Published: 10 September 2002 09:49 GMT
A $4.6m NEC server using Microsoft Windows has grabbed high marks in a closely watched performance ranking traditionally dominated by machines running the Unix operating system.
The fifth-place ranking on the Transaction Performance Council's TPC-C speed test is an important step in Microsoft's years-long struggle to have its software used not only on PCs and low-end networked "server" computers, but also on high-end machines. Such servers often handle vital corporate computing tasks, such as tracking inventory or managing bank accounts.
Expensive, high-end servers typically come with higher profit margins and often include sales of services and software. But these servers, sold by companies such as Sun, IBM and Hewlett Packard, usually run the Unix operating system, not Windows.

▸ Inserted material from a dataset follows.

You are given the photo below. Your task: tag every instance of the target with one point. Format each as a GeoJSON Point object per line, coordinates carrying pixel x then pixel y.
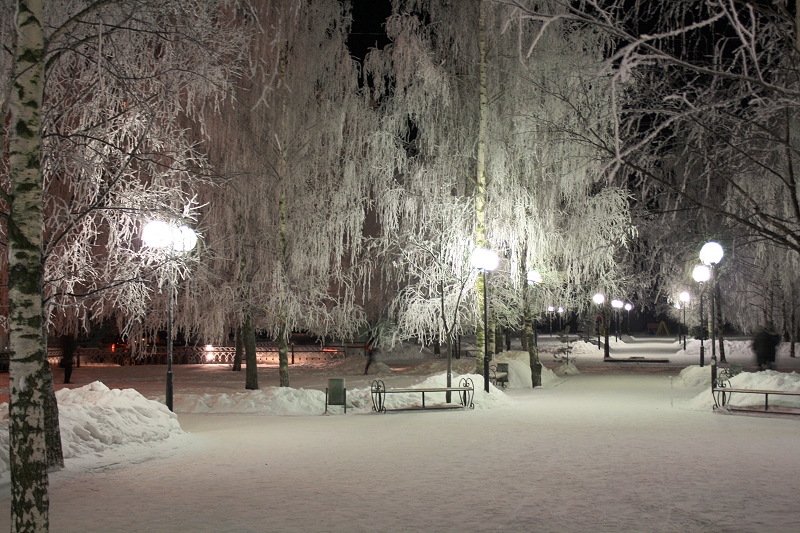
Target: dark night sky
{"type": "Point", "coordinates": [367, 30]}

NEC dented that Unix dominance with its $4.6m TX7/i9510 system using 32 of Intel's new Itanium 2 processors. While the price tag might sound steep, it's a bargain compared with the top-ranked Fujitsu PrimePower 2000 server. This gargantuan Unix server comes with 128 processors and a $12 million price tag--and a 50 percent better score than the NEC machine.
The NEC system is available running Linux or HP-UX, HP's version of Unix. The version running Windows .Net Server 2003 Datacenter Edition will be available by Dec. 31, NEC said.
NEC demonstrated the 32-processor server Monday at the Intel Developer Forum in San Jose, but using a system powered by the next-generation Madison processors Intel plans to release in 2003. The Madison models are similar to their Itanium 2 "McKinley" predecessors, but will run at a higher clock speed and incorporate more high-speed "cache" memory for better overall performance.
The TPC-C test gauges server performance by simulating numerous people placing orders and performing other inventory transactions that take place on a database server.
Though Microsoft has done well on "clustered" TPC-C tests that spread a database across several servers, that configuration is rarely used in the real world, and the "non-clustered" result is more closely monitored. In this category, Unix servers have long dominated.
The NEC system posted a TPC-C score of 309,000.
The result nearly doubles the previous top score for a non-clustered Windows server, a Unisys ES7000 server with 32 Intel Xeon processors.